On parle peu de la Chasse de nuit allemande et encore moins anglaise. Nous reviendrons sur celle ci un peu plus tard mais pour l’intant, voyons comment fonctionnaient ces groupes de chasse de la Luftwaffe qui représentaient une menace supplémentaire pour le Bomber Command qui avait déjà fort à faire avec la Flak, les projecteurs, et les risques de collision etc...
Un peu d'histoire
En réalité, ni l'Allemagne, ni la Grande-Bretagne, ne possédaient d'unités spécialisées dans la chasse de nuit au début de la SGM et d'une manière générale, très peu d'expérience dans le domaine de la guerre aérienne nocturne.

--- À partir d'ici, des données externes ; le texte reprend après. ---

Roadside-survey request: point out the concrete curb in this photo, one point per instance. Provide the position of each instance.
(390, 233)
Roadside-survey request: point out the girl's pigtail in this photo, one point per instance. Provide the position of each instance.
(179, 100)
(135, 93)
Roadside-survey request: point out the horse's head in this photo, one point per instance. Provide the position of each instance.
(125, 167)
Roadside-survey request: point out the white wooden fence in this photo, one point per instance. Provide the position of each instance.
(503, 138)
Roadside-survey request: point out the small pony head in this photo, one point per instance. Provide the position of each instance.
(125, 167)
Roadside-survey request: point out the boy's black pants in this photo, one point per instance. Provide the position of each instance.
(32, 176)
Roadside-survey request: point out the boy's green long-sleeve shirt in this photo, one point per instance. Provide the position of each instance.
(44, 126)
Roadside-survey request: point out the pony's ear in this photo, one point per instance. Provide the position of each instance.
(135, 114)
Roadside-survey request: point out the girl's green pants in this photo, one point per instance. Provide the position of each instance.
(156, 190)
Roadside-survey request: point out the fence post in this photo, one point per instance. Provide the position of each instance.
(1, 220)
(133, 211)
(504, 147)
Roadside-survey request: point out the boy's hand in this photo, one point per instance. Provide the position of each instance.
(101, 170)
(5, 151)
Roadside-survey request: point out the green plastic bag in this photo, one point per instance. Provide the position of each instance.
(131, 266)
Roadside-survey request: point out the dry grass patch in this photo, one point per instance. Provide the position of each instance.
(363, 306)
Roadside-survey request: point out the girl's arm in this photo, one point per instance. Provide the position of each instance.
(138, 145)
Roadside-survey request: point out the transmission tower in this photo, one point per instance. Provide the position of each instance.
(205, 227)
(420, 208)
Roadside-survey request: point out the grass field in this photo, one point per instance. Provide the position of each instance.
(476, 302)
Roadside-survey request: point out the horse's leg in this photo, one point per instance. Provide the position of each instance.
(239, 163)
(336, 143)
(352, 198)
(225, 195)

En raison du caractère résolument offensif de la doctrine militaire allemande et de ses stratèges, la défense aérienne, de nuit comme de jour, était loin d'être une priorité. En janvier 1939, la Luftwaffe ne compte que sept escadrilles « expérimentales » de chasse de nuit équipées d'Arado Ar 68 et de Messerschmitt Bf 109D. En novembre 1939, quelques un de ces avions furent employés pour des essais d'interception nocturne par la 10./JG 26. En février 1940, une unité expérimentale de chasse de nuit, est créée à Jever sous la dénomination de IV./JG 25.
En 1939, la chasse de nuit allemande se réduit donc à quelques unités expérimentales appartement à des escadres de chasse affectées essentiellement à la protection des ports du Nord-ouest de l'Allemagne . Pour le reste du territoire, la Flak était censée suffire. Le réseau radar se réduisait, quant à lui, à une douzaine de stations réparties de la Frise à la Forêt-Noire. C'est en fait le raid de la RAF du 18 décembre 1939 qui révéla les lacunes du système de protection antiaérienne, et en particulier la vulnérabilité de son complexe industriel de Rhénanie et de la Ruhr.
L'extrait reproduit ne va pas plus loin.